In the year 1818 parents wishing to ensure their children grew into virtuous adults and free from vice, were given a new tool, in the form of a board game. To give it, its full name: The New Game of Virtue Rewarded and Vice Punished, For the Amusement of Youth of Both Sexes, was a game invented by Thomas Newton and published by William Darton. It sought in the words of its inventor to ‘promote the progressive improvement of the juvenile mind and to deter them from pursuing the dangerous paths of vice.


NWHCM : 1956.133.21: The New Game of Virtue Rewarded and Vice Punished for the Amusement of Youth of Both Sexes

The game is laid out as a spiral of circular pictures each numbered and given a title, either a vice such as ‘anger’ or ‘sloth’ or a virtue such as ‘temperance’ or ‘faith’. The game was played with a teetotum which was an early form of dice. Interestingly the teetotum was chosen as dice were associated with gambling which was obviously seen as a vice.


NWHCM : 1975.390.10: Pair of Teetotum from Strangers’ Hall collection

The game commences on the House of Correction square and ends with the winner reaching the 33rd and final square ‘Virtue’. There are however pitfalls along the way, for instance if you have the misfortune of landing on square 17 ‘carelessness’ your punishment is to return to square 2 ‘prudence’. Virtuous behaviour is rewarded as the pious (square 24) are rewarded with a jump up to temperance (square 31).
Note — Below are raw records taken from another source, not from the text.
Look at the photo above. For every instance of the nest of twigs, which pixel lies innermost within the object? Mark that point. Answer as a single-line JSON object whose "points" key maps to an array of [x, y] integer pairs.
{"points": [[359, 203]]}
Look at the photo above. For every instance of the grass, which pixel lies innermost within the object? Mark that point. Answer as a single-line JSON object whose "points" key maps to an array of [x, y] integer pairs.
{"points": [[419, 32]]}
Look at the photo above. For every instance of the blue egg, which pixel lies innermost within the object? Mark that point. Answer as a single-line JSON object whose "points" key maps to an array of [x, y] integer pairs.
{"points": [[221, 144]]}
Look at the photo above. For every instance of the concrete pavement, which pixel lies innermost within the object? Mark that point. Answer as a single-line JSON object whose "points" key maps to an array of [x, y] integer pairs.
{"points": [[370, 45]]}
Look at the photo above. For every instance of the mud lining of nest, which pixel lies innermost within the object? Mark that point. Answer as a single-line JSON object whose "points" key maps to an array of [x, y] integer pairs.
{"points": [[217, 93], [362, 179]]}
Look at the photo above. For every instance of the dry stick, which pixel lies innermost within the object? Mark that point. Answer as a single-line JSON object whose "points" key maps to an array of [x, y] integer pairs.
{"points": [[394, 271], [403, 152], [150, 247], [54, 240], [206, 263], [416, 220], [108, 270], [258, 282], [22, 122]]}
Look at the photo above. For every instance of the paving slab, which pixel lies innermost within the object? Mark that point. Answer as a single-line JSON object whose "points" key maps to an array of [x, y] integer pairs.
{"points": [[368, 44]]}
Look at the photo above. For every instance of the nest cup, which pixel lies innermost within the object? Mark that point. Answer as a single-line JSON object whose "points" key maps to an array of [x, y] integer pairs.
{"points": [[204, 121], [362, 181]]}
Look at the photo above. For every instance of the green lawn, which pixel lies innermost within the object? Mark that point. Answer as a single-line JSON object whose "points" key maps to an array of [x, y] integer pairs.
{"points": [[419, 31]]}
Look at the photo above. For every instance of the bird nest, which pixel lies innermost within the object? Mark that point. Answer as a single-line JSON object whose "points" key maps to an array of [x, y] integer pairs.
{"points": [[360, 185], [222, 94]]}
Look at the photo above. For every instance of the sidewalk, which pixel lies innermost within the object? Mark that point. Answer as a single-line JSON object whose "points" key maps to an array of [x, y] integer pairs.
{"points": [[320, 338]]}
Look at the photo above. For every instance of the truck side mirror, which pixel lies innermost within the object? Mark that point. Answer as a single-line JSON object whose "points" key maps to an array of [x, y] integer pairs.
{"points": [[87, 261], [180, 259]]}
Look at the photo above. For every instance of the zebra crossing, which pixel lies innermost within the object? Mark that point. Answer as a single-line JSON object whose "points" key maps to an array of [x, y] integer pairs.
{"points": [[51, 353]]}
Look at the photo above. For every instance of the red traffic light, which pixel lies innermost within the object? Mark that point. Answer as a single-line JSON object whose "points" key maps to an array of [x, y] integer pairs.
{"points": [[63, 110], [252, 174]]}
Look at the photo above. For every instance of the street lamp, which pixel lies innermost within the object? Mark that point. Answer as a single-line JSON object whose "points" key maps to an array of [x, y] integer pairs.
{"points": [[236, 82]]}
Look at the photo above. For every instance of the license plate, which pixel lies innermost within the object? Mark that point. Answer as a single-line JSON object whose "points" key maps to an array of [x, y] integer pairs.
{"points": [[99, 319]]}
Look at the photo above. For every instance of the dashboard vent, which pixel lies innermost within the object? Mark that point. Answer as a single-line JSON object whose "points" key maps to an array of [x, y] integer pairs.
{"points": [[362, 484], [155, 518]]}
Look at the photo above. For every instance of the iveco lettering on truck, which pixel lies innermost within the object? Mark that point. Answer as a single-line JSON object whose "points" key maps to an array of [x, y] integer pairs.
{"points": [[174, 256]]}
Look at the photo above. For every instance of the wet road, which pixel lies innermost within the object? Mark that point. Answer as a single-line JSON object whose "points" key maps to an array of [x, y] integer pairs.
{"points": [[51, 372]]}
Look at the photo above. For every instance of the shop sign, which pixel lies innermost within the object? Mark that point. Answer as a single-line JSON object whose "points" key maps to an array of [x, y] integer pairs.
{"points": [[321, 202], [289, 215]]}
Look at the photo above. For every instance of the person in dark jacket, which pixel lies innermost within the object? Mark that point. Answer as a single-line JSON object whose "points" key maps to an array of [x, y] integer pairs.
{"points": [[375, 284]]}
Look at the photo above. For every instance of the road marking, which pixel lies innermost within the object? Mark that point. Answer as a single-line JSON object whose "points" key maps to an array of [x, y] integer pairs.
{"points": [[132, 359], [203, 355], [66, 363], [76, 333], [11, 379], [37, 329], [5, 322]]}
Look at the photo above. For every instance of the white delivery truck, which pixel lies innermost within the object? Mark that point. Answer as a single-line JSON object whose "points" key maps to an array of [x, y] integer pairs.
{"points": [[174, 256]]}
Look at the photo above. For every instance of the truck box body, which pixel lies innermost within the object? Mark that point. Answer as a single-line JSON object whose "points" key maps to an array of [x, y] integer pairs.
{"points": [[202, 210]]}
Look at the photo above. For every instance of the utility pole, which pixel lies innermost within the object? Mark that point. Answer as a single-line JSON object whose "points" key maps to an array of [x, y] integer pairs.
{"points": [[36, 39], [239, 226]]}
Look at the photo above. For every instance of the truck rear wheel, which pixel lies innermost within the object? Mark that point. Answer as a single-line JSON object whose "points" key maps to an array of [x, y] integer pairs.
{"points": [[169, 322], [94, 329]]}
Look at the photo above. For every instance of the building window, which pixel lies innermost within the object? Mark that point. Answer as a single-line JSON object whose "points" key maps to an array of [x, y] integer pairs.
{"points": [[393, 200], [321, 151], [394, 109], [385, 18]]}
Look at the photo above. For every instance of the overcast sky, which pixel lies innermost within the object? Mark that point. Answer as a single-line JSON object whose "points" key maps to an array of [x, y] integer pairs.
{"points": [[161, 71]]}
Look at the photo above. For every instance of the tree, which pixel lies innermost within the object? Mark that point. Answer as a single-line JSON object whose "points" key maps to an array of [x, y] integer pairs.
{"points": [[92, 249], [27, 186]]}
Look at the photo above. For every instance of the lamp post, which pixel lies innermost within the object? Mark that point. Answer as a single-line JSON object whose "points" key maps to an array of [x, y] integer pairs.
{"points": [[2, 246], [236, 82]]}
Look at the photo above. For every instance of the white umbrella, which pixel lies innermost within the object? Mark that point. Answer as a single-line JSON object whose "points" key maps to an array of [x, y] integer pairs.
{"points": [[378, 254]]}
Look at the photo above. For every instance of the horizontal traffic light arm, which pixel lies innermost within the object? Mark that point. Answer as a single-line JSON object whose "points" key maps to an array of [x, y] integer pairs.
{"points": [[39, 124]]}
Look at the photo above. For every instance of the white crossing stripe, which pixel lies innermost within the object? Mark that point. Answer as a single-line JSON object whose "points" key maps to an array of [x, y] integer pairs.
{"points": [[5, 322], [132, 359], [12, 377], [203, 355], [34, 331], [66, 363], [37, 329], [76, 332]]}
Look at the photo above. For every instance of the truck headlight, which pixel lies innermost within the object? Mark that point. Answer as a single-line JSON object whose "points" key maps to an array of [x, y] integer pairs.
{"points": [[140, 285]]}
Square 1, the House of Correction. A place to be avoided.

What interests me about the game is what it tells us about how attitudes to good and bad or vice and virtue have changed in the 200 years since the game was published. Much of what the game has to teach is compatible with modern notions of vice and virtue. We all surely agree that truth and friendship are to be admired whilst hypocrisy and malice are to be disapproved of.

However there are some notable differences, luxury for example is presented as a sin. Do we still consider luxury a sin in the 21st century or is it something to aspire to? Regardless of your answer to this question, one thing is certain – even those of modest means enjoy luxuries in our lives that our 19th century counterparts could only dream of.
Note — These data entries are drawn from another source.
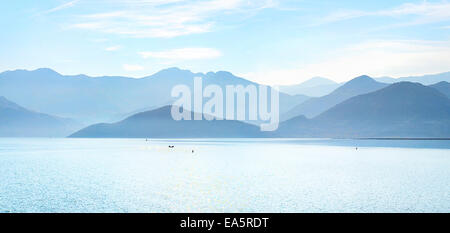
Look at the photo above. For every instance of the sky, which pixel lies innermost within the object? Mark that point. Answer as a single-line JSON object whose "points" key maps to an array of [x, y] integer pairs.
{"points": [[275, 42]]}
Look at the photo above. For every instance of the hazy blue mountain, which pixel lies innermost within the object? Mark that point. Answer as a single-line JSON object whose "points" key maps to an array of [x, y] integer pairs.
{"points": [[16, 121], [386, 80], [315, 106], [443, 87], [424, 79], [314, 87], [402, 109], [159, 124], [102, 99]]}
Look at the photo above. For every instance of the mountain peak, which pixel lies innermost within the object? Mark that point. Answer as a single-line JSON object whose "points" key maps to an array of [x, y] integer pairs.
{"points": [[46, 71], [362, 78]]}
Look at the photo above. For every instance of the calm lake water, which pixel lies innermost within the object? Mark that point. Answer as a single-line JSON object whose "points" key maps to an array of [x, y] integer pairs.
{"points": [[251, 175]]}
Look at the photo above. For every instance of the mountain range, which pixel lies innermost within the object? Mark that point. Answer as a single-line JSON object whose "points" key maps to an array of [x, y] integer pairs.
{"points": [[402, 109], [16, 121], [314, 87], [159, 124], [47, 104], [104, 99], [315, 106], [424, 79]]}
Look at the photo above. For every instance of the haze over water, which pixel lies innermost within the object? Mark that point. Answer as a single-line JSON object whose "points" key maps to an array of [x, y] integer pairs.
{"points": [[250, 175]]}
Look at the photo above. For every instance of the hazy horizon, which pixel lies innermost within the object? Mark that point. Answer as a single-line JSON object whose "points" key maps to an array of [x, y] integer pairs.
{"points": [[294, 40]]}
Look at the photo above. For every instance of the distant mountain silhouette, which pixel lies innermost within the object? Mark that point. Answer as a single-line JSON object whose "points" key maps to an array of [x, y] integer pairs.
{"points": [[424, 79], [102, 99], [443, 87], [402, 109], [159, 124], [16, 121], [315, 106], [314, 87]]}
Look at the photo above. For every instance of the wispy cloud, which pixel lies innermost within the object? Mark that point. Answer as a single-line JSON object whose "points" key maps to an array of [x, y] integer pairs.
{"points": [[397, 58], [425, 12], [129, 67], [113, 48], [61, 7], [166, 19], [184, 54]]}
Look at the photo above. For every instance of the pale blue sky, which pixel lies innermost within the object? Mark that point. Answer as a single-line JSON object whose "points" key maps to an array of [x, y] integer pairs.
{"points": [[269, 41]]}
Luxury, depicted as a well fed man enjoying a large feast.

Whether the game was successful in achieving its intended aims is uncertain. I do think there is a certain irony in using a game of chance to teach children about the importance of choosing the correct path in life. So much of life is purely down to chance and the path we end up on does sometimes feel like it was decided by the throw of a dice or the spin of a teetotum.